I see recommendation problems as involving both: "is the topic relevant" and "is the article good quality?" The title is good for the first but very limited for the second. The domain is probably more indicative of the second but my own concept of quality is nuanced and has a bit of "dose makes the poison" kind of thinking. For instance I think phys.org articles draw out a conclusion in a scientific paper that you might not get from a superficial read (good) but they also have obnoxious ads (bad). So I feel like I only want to post a certain fraction of those.

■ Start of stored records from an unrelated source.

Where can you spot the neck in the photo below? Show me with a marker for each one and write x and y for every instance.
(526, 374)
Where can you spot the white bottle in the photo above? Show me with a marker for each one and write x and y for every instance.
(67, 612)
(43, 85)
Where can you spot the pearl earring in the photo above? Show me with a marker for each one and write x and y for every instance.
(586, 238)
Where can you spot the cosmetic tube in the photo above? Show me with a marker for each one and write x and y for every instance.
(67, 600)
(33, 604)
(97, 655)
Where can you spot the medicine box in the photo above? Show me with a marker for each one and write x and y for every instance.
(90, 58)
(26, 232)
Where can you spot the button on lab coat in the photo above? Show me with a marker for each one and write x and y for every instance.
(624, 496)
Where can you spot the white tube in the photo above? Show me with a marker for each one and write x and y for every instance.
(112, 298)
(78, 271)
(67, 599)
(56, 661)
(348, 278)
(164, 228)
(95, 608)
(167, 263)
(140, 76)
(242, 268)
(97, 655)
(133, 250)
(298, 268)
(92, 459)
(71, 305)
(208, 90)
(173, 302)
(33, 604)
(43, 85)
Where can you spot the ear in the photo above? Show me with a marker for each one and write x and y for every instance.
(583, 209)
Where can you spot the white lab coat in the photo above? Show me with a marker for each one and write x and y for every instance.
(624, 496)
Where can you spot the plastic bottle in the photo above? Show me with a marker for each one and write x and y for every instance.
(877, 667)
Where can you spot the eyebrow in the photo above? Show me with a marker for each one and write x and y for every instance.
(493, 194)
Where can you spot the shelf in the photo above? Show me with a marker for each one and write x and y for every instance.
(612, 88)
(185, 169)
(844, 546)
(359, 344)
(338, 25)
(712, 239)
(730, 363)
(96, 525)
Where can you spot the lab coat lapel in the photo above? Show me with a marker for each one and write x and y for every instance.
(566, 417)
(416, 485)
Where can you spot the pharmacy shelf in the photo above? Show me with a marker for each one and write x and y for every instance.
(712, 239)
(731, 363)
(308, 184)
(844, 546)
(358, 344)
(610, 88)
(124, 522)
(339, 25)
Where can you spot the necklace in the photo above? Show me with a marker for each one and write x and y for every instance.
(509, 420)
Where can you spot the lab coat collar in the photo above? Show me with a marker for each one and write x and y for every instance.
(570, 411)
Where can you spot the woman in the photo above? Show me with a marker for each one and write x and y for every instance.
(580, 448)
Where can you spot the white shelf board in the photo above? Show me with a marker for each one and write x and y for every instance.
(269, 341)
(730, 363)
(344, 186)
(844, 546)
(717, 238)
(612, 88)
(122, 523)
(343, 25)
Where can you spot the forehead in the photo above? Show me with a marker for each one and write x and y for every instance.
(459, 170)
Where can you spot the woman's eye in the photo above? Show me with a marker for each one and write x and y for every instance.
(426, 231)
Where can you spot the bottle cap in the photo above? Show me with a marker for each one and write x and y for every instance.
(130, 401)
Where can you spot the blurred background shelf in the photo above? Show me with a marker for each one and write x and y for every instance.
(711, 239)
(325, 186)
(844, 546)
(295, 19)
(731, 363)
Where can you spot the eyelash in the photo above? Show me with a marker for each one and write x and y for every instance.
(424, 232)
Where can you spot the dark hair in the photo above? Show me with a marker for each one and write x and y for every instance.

So far as regression goes, this is what bothers me. An article that has the potential to get 800 votes might get submitted 10 times and get

1,50,4,800,1,200,1,35,105,8

votes or something like that. The ultimate predictor would show me the probability distribution, but maybe that's asking too much, and all I can really expect is the mean which is about 120 in that case. That's not a bad estimate on some level, but if was using the L2 norm I'd get a very high loss except in that case where it was 105. The loss is going to be high no matter what prediction I make so it's not like I can make a better model can cut my loss in half, but rather I can make a better model and reduce my loss by 0.1% which doesn't seem like too great of a victory -- though on some level it is an honest account of the fact that it's a crap shoot and the real uncertainty of the problem which will never go away. On the other hand, the logistic regression model gives a probability which is a very direct expression of that uncertainty.

hdvr 5 days ago | parent [-]

It's an interesting problem. If most of the votes concentrate on the first submission, I wouldn't bother including subsequent submissions in the model. However if this is not the case (as in your example), you could actually include the past voting sequence, submission times, and domain, as predictors. In your example, the 800 votes might then (ideally) correspond to a better time slot and source/domain than the first single vote.